Family Security Matters » Publications » ‘A World Without Nuclear Weapons’: Prologue for a Mistaken Strategic Nuclear Policy: "What sort of national security policy can we expect from a president who seeks a “world free of nuclear weapons?” In principle, of course, this is a reasonable and desirable objective. In reality, however, especially considering actual and probable nuclear proliferation by North Korea, Iran and possibly their respective proxies, it is preposterous. For the United States, any policy based on such an unrealizable objective is very dangerous.
In matters of national security policy, every intellectual failure may be dense with implication. By failing to identify serious strategic threats and objectives, the current administration has ignored the core expectations of national survival logic in an anarchic world. Before a safer America could ever be born from a policy of worldwide nuclear disarmament, a gravedigger would have to wield the forceps.
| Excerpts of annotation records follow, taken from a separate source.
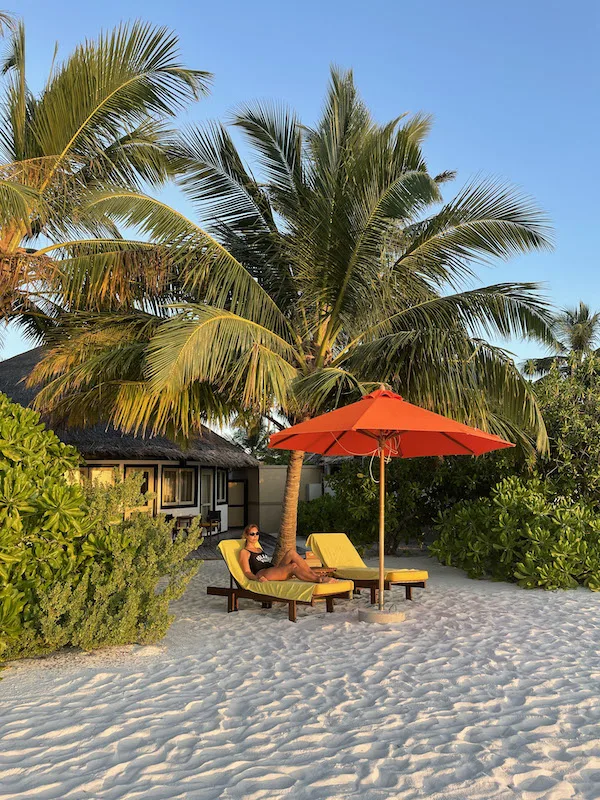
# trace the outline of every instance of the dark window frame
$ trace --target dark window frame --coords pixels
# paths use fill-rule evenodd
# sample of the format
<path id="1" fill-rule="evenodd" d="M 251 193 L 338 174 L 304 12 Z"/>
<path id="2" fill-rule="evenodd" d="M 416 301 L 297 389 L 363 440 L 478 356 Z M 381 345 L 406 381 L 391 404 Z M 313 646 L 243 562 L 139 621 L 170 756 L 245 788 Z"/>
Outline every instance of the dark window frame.
<path id="1" fill-rule="evenodd" d="M 183 472 L 183 471 L 192 471 L 194 473 L 194 497 L 191 503 L 182 503 L 182 502 L 175 502 L 175 503 L 165 503 L 164 501 L 164 475 L 165 472 Z M 179 482 L 179 481 L 178 481 Z M 160 507 L 161 508 L 193 508 L 194 506 L 198 505 L 198 467 L 190 464 L 186 467 L 169 467 L 163 466 L 160 471 Z"/>
<path id="2" fill-rule="evenodd" d="M 154 476 L 154 489 L 152 490 L 154 499 L 151 500 L 148 505 L 152 506 L 152 513 L 156 514 L 156 503 L 158 499 L 158 464 L 123 464 L 123 478 L 127 477 L 128 469 L 132 472 L 152 471 L 152 475 Z"/>
<path id="3" fill-rule="evenodd" d="M 223 486 L 225 488 L 224 494 L 219 497 L 219 475 L 224 476 Z M 229 503 L 229 470 L 223 467 L 216 468 L 215 474 L 215 506 L 226 506 Z"/>

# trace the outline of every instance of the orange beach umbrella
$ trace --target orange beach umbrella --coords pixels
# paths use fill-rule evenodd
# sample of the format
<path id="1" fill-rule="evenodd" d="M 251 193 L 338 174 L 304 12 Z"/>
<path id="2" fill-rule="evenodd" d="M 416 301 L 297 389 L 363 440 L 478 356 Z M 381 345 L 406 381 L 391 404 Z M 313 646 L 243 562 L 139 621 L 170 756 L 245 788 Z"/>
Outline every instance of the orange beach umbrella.
<path id="1" fill-rule="evenodd" d="M 274 433 L 269 447 L 325 456 L 379 456 L 379 609 L 383 611 L 386 458 L 475 456 L 514 445 L 381 388 L 349 406 Z"/>

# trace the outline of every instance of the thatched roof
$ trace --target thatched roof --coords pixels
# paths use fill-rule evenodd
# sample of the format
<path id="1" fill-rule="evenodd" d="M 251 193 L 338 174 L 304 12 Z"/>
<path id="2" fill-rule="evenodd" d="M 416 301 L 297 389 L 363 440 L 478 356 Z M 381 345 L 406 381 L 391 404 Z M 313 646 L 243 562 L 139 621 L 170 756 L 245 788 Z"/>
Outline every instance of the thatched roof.
<path id="1" fill-rule="evenodd" d="M 25 379 L 43 355 L 37 347 L 27 353 L 0 362 L 0 392 L 15 403 L 29 406 L 35 390 L 25 386 Z M 136 461 L 198 461 L 204 466 L 243 469 L 258 465 L 256 459 L 240 447 L 228 442 L 209 428 L 202 428 L 202 436 L 182 447 L 164 436 L 142 438 L 122 434 L 112 425 L 95 425 L 91 428 L 54 428 L 56 435 L 66 444 L 74 445 L 89 460 L 114 459 Z"/>

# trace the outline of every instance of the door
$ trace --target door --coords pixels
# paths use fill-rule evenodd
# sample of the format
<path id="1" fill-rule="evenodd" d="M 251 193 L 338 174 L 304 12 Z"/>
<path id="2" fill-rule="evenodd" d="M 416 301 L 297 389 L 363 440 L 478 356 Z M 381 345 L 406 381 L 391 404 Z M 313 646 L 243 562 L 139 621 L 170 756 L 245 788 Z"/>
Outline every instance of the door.
<path id="1" fill-rule="evenodd" d="M 203 469 L 200 473 L 200 516 L 203 522 L 208 520 L 208 512 L 213 510 L 213 480 L 213 470 Z"/>
<path id="2" fill-rule="evenodd" d="M 227 527 L 243 528 L 247 524 L 246 481 L 229 481 Z"/>
<path id="3" fill-rule="evenodd" d="M 143 476 L 143 482 L 141 485 L 140 494 L 148 494 L 148 493 L 154 494 L 156 492 L 156 485 L 154 479 L 155 472 L 153 465 L 147 467 L 144 466 L 138 467 L 135 465 L 127 464 L 125 466 L 125 477 L 129 478 L 134 473 L 136 473 L 137 475 L 141 473 L 141 475 Z M 130 508 L 129 511 L 130 512 L 144 511 L 147 514 L 154 515 L 156 513 L 155 498 L 149 499 L 145 506 L 136 506 L 136 508 Z"/>

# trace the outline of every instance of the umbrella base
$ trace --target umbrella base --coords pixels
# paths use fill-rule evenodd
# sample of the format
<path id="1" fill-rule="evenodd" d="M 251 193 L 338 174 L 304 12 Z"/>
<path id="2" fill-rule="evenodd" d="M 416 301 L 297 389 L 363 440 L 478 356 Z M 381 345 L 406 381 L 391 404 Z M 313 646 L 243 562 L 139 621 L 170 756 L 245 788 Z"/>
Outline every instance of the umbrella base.
<path id="1" fill-rule="evenodd" d="M 379 622 L 383 625 L 393 625 L 396 622 L 404 622 L 406 614 L 402 611 L 380 611 L 376 608 L 359 608 L 359 622 Z"/>

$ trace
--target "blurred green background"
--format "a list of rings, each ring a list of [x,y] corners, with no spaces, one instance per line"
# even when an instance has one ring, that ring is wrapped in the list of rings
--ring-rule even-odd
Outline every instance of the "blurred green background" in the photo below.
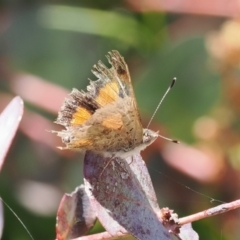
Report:
[[[177,77],[150,128],[181,144],[159,140],[143,153],[160,207],[186,216],[219,204],[211,198],[239,198],[240,47],[227,41],[240,32],[234,9],[218,12],[204,1],[202,12],[187,1],[50,3],[2,1],[0,8],[0,107],[15,95],[25,103],[0,195],[34,239],[55,238],[61,196],[83,182],[84,155],[57,150],[60,140],[48,130],[59,129],[53,121],[64,97],[86,89],[92,66],[107,64],[112,49],[128,63],[143,126]],[[230,33],[226,22],[236,23]],[[239,239],[239,226],[238,210],[193,224],[200,239],[212,240]],[[2,239],[29,239],[8,209]]]

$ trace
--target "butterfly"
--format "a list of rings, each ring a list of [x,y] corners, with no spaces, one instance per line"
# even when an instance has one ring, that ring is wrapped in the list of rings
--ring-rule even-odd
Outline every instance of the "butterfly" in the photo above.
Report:
[[[143,128],[128,66],[116,50],[107,54],[111,68],[101,61],[93,66],[98,78],[87,91],[73,89],[56,120],[64,130],[57,132],[65,147],[91,150],[107,156],[127,158],[139,153],[158,137]]]

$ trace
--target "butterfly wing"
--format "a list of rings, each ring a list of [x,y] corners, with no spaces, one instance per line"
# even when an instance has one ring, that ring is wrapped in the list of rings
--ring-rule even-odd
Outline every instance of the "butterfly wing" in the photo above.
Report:
[[[136,105],[128,66],[118,51],[107,55],[112,67],[101,61],[92,72],[87,92],[73,89],[65,99],[56,123],[66,127],[58,132],[66,148],[120,151],[142,141],[142,124]]]

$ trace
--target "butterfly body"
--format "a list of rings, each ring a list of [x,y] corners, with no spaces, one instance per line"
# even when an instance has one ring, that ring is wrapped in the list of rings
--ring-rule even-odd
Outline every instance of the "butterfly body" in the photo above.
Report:
[[[56,123],[65,126],[57,132],[66,147],[91,150],[126,158],[140,152],[158,137],[143,129],[127,64],[118,51],[107,55],[112,67],[101,61],[94,65],[98,80],[87,92],[73,89],[65,99]]]

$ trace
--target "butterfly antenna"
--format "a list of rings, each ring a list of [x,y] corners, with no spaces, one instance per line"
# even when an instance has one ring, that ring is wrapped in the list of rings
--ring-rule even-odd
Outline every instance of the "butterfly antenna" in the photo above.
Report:
[[[12,212],[12,214],[17,218],[17,220],[21,223],[21,225],[23,226],[23,228],[27,231],[29,237],[34,240],[32,234],[29,232],[29,230],[27,229],[26,225],[23,223],[23,221],[18,217],[18,215],[13,211],[13,209],[5,202],[3,201],[3,199],[0,197],[0,200],[2,201],[2,203]]]
[[[173,143],[180,143],[178,140],[171,139],[171,138],[167,138],[167,137],[164,137],[164,136],[162,136],[162,135],[160,135],[160,134],[158,134],[158,136],[159,136],[160,138],[163,138],[163,139],[168,140],[168,141],[173,142]]]
[[[153,118],[155,117],[155,115],[156,115],[159,107],[161,106],[164,98],[167,96],[168,92],[172,89],[172,87],[174,86],[174,84],[175,84],[176,81],[177,81],[177,78],[174,77],[173,80],[172,80],[172,82],[171,82],[171,84],[170,84],[170,86],[168,87],[167,91],[164,93],[162,99],[160,100],[159,104],[157,105],[156,110],[154,111],[154,113],[153,113],[153,115],[152,115],[152,117],[151,117],[151,119],[150,119],[150,121],[149,121],[149,123],[148,123],[148,125],[147,125],[147,129],[149,128],[149,126],[150,126]],[[162,137],[162,138],[165,138],[165,137],[163,137],[163,136],[161,136],[161,137]],[[165,139],[167,139],[167,138],[165,138]],[[172,142],[175,141],[175,140],[172,140],[172,139],[168,139],[168,140],[170,140],[170,141],[172,141]]]

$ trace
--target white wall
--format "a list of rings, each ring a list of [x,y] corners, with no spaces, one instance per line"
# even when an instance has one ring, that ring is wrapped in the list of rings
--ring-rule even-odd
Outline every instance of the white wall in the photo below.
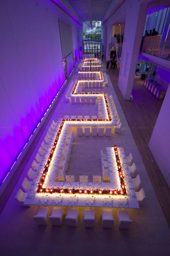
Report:
[[[148,146],[170,188],[170,86],[156,120]]]
[[[55,13],[38,1],[1,1],[0,181],[65,80],[59,17],[73,26],[74,49],[82,44],[81,26],[48,2]]]

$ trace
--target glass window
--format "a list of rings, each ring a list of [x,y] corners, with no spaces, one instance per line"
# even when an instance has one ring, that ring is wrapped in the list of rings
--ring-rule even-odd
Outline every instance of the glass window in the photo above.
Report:
[[[90,21],[85,21],[83,25],[83,39],[101,39],[101,22],[92,21],[91,28]]]

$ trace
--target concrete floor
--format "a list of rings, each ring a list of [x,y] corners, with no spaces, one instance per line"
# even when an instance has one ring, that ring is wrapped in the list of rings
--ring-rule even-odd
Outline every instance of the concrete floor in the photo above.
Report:
[[[76,70],[74,72],[76,74]],[[115,219],[113,229],[102,228],[102,209],[100,208],[94,209],[95,227],[87,228],[84,227],[83,218],[84,209],[88,207],[77,207],[79,214],[78,226],[73,228],[66,225],[64,218],[61,227],[53,226],[49,221],[47,226],[37,226],[33,216],[36,214],[38,206],[32,206],[27,208],[20,207],[18,205],[15,199],[15,196],[44,137],[46,132],[45,130],[38,142],[34,145],[31,156],[25,164],[25,167],[23,168],[23,172],[0,216],[1,255],[41,256],[62,254],[83,256],[92,255],[94,254],[99,256],[117,254],[161,256],[169,255],[170,233],[168,225],[109,77],[108,79],[109,86],[106,89],[106,91],[108,93],[111,92],[123,127],[116,139],[120,145],[124,147],[127,155],[130,152],[132,153],[147,198],[139,209],[128,209],[130,218],[133,220],[130,228],[128,230],[119,229],[116,217],[117,209],[112,209]],[[68,88],[69,85],[67,86]],[[66,104],[68,104],[67,105]],[[75,113],[76,104],[73,106],[70,103],[65,103],[63,95],[48,124],[56,116],[67,114],[69,105],[68,109],[70,113],[74,111]],[[83,138],[85,142],[86,139]],[[113,134],[109,141],[101,140],[101,149],[104,150],[108,145],[113,145],[114,140]],[[75,143],[76,141],[77,145],[79,144],[81,146],[81,139],[79,141],[75,140]],[[88,144],[86,143],[83,144],[83,147],[85,159],[89,155],[89,147]],[[74,151],[73,148],[73,154],[78,154],[78,147],[75,148]],[[98,150],[92,150],[90,151],[94,154],[96,159],[98,157]],[[76,158],[73,157],[72,159],[71,164],[73,166],[74,164],[76,164]],[[86,161],[82,163],[83,172],[87,164]],[[80,175],[82,175],[82,173]],[[51,214],[53,207],[49,208]],[[68,207],[64,207],[63,208],[65,216]]]

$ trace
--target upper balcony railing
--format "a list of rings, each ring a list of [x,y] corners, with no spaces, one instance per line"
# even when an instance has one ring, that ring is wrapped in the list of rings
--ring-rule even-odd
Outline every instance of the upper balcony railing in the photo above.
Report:
[[[146,36],[142,39],[140,51],[170,60],[170,43],[161,42],[162,36]]]

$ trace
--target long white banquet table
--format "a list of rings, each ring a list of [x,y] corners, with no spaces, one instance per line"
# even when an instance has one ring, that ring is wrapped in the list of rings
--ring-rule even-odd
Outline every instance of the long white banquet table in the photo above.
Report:
[[[54,205],[73,206],[113,207],[124,208],[139,208],[133,183],[132,180],[128,165],[123,148],[118,148],[121,163],[123,168],[123,174],[125,176],[126,189],[127,195],[98,195],[84,194],[65,194],[54,193],[36,193],[37,184],[33,183],[28,193],[24,204],[38,205]],[[110,182],[102,183],[79,183],[57,182],[55,187],[71,189],[73,188],[93,189],[97,188],[102,190],[106,189],[113,190],[118,187],[119,182],[115,184],[115,180],[118,180],[116,163],[114,159],[114,148],[107,147],[108,159]]]

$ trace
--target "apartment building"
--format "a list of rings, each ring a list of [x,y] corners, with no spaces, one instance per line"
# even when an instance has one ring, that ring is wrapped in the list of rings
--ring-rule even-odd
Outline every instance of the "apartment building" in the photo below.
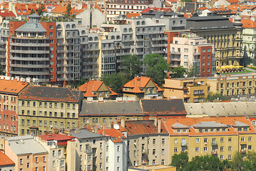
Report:
[[[128,166],[168,165],[169,136],[161,120],[126,120]]]
[[[209,78],[207,83],[210,90],[224,95],[250,95],[256,93],[255,73],[226,75],[222,77]]]
[[[43,135],[54,133],[54,129],[77,128],[82,100],[80,90],[29,86],[19,99],[19,135]]]
[[[206,155],[232,160],[237,151],[245,156],[255,148],[255,130],[245,117],[168,118],[165,124],[170,133],[170,156],[185,152],[189,160]]]
[[[76,22],[4,21],[0,29],[1,63],[9,76],[34,82],[72,81],[80,74],[80,39]]]
[[[127,170],[127,132],[121,130],[117,124],[115,128],[99,130],[105,135],[105,170]]]
[[[31,135],[7,138],[5,154],[16,164],[15,171],[48,170],[48,153]]]
[[[195,16],[187,19],[187,28],[214,44],[216,66],[239,66],[242,61],[242,23],[232,24],[222,16]]]
[[[66,170],[66,147],[68,140],[73,140],[75,137],[61,134],[48,133],[36,137],[41,145],[48,153],[48,170]]]
[[[197,76],[210,76],[216,73],[216,61],[213,44],[193,34],[174,37],[170,44],[170,64],[174,68],[179,66],[187,70],[195,67]]]
[[[68,142],[68,171],[106,170],[105,136],[83,129],[71,130],[71,135],[76,139]]]
[[[123,97],[138,99],[162,98],[163,90],[148,77],[135,77],[123,86]]]
[[[180,98],[185,103],[199,102],[206,98],[210,90],[207,78],[165,79],[163,96],[167,98]]]
[[[0,135],[18,135],[18,98],[29,84],[24,79],[0,76]]]

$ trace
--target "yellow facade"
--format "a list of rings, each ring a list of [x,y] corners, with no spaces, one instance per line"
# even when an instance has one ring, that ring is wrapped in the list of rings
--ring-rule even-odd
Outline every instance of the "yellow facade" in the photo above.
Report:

Any further nuclear proliferation should be curtailed, but, ironically, this goal would actually be degraded by the administration’s current proposals. By themselves, nuclear weapons are neither good nor evil. In certain circumstances, these weapons may even be indispensable to national security and deterrence. For example, the nuclear stalemate between this country and the former Soviet Union surely played a critical role in preventing World War III. And however “ambiguous,” Israel’s implicit nuclear deterrent is required for that tiny country’s capacity to simply endure."